Le cinéma national est vraiment quelque chose de très nouveau dans notre pays, avec seulement deux générations de cinéastes. La première génération est celle des pionniers qui ont dû tout inventer et faire des films dans un pays où il était impossible de filmer quoi que ce soit. Pour parvenir à leurs fins, ils devaient vendre les maisons de leurs grands-mères… C’était un processus douloureux : la passion du cinéma impliquait de grands sacrifices personnels. J’appartiens à la deuxième génération qui a derrière elle une véritable industrie, ce qui m’autorise à ne pas à vendre l’habitation de mes parents… Tous ces cinéastes des débuts ont permis à l’industrie islandaise de naître et de survivre, on compte parmi eux Fridrik Thor Fridriksson qui a réalisé en 1991 Les Enfants de la nature, nommé aux oscars. Avec ce film, il a créé une brèche pour tout le cinéma islandais. Aujourd’hui, l’Islande compte quatre ou cinq réalisateurs qui ont une carrière internationale mais c’est tout à fait nouveau. Avant, un film pouvait réunir 60% des habitants du pays mais au-delà des frontières, personne ne le voyait.

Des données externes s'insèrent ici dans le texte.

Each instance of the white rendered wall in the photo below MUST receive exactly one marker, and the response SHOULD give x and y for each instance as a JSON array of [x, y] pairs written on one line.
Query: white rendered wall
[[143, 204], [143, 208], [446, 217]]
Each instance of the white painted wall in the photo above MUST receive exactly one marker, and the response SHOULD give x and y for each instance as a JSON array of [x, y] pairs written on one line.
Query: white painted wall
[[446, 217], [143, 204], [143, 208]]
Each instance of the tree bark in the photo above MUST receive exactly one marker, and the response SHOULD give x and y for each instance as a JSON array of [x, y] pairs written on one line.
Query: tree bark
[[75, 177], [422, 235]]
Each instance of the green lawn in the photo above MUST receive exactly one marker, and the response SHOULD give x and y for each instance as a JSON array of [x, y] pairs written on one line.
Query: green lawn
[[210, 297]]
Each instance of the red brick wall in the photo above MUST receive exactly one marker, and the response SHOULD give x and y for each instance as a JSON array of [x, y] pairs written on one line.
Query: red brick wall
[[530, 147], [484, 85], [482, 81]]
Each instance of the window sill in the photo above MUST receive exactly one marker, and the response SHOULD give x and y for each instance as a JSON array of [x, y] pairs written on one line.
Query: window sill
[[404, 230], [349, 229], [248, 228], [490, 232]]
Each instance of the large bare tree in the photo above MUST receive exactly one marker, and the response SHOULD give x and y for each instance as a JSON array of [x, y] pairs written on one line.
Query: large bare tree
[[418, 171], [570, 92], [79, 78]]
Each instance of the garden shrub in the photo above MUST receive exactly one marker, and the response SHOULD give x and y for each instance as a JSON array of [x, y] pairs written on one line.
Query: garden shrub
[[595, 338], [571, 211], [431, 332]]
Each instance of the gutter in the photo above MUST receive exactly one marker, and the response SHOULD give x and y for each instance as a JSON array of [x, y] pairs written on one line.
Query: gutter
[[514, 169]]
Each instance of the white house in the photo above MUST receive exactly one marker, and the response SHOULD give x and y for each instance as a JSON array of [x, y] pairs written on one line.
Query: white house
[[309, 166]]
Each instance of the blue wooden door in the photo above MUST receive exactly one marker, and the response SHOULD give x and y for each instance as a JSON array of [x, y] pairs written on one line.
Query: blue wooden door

Ces dernières années, on vit même parfois l’inverse : Nói Albínói a été un succès international mais un film classé art et essai en Islande, il n’a pas eu un grand écho dans mon pays. J’appartiens à une génération qui peut communiquer avec le monde entier, ainsi je peux me permettre d’être méconnu dans mon pays. Les anciens devaient être obligatoirement couronnés de succès à l’intérieur des frontières car la reconnaissance internationale leur était impossible à obtenir. Fridriksson a été le premier à ouvrir les portes du cinéma islandais vers l’étranger.
Vous avez commencé votre carrière avec un court-métrage de fin d’études, intitulé Lost Week-End et qui a connu un grand succès critique, avec un nombre impressionnant de prix internationaux. En quoi ce premier jet est-il représentatif de vos intentions et de vos choix de cinéaste ?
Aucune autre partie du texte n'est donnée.